Помрачнев, он пожал плечами, и на секунду я пожалела, что спросила.

— В прошлом у нас уже возникали проблемы с учеными, которым не терпелось завладеть нашим семейным архивом. Некоторые вели себя просто отвратительно.

Ну, раз с ними он вел себя так же, как со мной, не удивлюсь, если они ревели, как бешеные гарпии.

— Одна женщина терзала нас почти два года. Все хотела доказать, что Розовая Гвоздика был трансвеститом. Она прямо заявила, что человек традиционной сексуальной ориентации не стал бы выбирать такое имя.

— Никакой он не трансвестит!

Не то чтобы я имела что-то против людей, существующих вне рамок своего пола, просто в моем представлении Розовая Гвоздика был стопроцентным мужчиной. Для меня он Зорро, Ланселот и Робин Гуд в одном флаконе. Знаю, Робин Гуд носил лосины, но что делать, если в то время еще не было брюк?

— Хоть в одном мы с вами единодушны, — съязвил Колин.

— А кому какая разница? — Я храбро хлебнула шоколаду, обожгла нёбо, но, оседлав любимого конька, уже не могла остановиться. — Разве сексуальная ориентация Розовой Гвоздики волновала спасенных им английских солдат? Думаю, сохранив столько жизней, он имел право любить кого угодно и как…

Я возбужденно взмахнула кружкой, обдав себя горячими шоколадными брызгами.

— Значит, вы так рвались к этим документам не для того, чтобы?.. — многозначительно поинтересовался Колин.

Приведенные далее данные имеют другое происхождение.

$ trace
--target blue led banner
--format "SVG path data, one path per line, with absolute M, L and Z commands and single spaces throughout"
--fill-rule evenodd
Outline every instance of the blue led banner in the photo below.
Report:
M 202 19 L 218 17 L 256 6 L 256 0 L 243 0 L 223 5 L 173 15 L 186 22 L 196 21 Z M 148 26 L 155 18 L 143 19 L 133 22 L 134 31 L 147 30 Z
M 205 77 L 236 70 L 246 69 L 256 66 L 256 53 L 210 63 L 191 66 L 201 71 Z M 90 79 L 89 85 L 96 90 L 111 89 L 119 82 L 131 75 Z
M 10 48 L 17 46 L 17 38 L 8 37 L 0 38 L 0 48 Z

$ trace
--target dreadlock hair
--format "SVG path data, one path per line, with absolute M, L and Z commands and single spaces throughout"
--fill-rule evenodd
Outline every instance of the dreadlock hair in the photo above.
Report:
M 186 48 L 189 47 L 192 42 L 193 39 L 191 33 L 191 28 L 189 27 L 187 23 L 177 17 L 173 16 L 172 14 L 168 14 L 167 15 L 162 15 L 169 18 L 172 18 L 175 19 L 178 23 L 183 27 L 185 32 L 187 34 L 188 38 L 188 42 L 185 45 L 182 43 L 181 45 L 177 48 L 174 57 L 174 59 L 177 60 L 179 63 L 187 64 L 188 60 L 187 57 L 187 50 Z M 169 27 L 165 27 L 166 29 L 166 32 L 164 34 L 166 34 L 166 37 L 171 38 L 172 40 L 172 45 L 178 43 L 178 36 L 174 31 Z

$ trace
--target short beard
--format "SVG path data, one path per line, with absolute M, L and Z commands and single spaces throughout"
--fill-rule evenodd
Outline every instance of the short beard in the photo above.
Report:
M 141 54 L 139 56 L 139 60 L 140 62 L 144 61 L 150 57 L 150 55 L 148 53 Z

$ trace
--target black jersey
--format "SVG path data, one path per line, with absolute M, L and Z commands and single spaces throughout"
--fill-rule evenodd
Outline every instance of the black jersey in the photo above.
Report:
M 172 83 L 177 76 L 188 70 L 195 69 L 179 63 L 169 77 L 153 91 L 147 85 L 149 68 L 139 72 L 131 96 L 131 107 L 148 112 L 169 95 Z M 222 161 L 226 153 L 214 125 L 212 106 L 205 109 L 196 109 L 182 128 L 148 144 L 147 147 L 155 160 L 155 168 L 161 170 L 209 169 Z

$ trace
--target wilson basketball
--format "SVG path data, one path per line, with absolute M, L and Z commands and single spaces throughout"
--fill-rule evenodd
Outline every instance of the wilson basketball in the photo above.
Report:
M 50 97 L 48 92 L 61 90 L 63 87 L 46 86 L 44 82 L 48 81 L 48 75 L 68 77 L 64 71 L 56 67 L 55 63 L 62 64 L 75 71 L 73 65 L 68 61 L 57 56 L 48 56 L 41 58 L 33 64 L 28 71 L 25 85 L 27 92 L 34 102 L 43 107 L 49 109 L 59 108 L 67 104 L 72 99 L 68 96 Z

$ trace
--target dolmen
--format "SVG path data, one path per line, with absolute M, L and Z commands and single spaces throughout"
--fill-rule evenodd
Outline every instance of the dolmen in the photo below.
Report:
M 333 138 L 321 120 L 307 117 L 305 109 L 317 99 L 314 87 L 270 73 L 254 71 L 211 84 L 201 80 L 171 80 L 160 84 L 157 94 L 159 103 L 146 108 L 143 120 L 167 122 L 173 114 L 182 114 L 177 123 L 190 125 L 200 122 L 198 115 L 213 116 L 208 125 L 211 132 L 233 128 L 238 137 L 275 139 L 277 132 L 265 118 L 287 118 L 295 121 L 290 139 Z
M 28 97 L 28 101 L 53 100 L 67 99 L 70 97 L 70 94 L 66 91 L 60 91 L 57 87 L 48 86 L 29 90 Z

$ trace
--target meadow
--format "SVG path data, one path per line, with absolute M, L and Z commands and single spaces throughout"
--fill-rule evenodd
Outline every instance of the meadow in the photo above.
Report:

Я поморщился, будто он сказал что-то непристойное.

Селвик изогнул левую бровь. Похоже, это у них наследственное.

Поставив кружку на сосновый стол, я подалась вперед.

— Почему ваша семья скрывает личность Розовой Гвоздики?

Левая бровь тут же приняла обычные очертания, а ее обладатель принялся разглядывать шоколадную гущу на дне кружки.

— Она никого особенно не интересовала.

— Вранье!

— Фи, мисс Келли, что за слова?!

— Простите, сэр! И все же, почему никто до сих пор ничего не узнал?

Селвик устало откинулся на спинку стула и криво усмехнулся:

— Боже, до чего же вы упорны…

— Лесть вам не поможет.

— При чем тут лесть?

— Так что с Розовой Гвоздикой?

— Ну, — заговорщицки зашептал он, — если вам так любопытно…

— Да, конечно.

— Может, у Розовой Гвоздики была мерзкая венерическая болезнь? — ухмыльнулся Селвик.

— Нет! — Я с отвращением шлепнула по столу и тут же застонала, поднеся ушибленную ладонь ко рту. — Ой!

— Так вам и надо! Зачем калечить ни в чем не повинную мебель?

Селвик понес кружку в раковину.

— Это вы меня довели! — огрызнулась я. — Ой!

— Дайте мне. Да не это, — обреченно вздохнул Колин, увидев, что я протягиваю полупустую кружку.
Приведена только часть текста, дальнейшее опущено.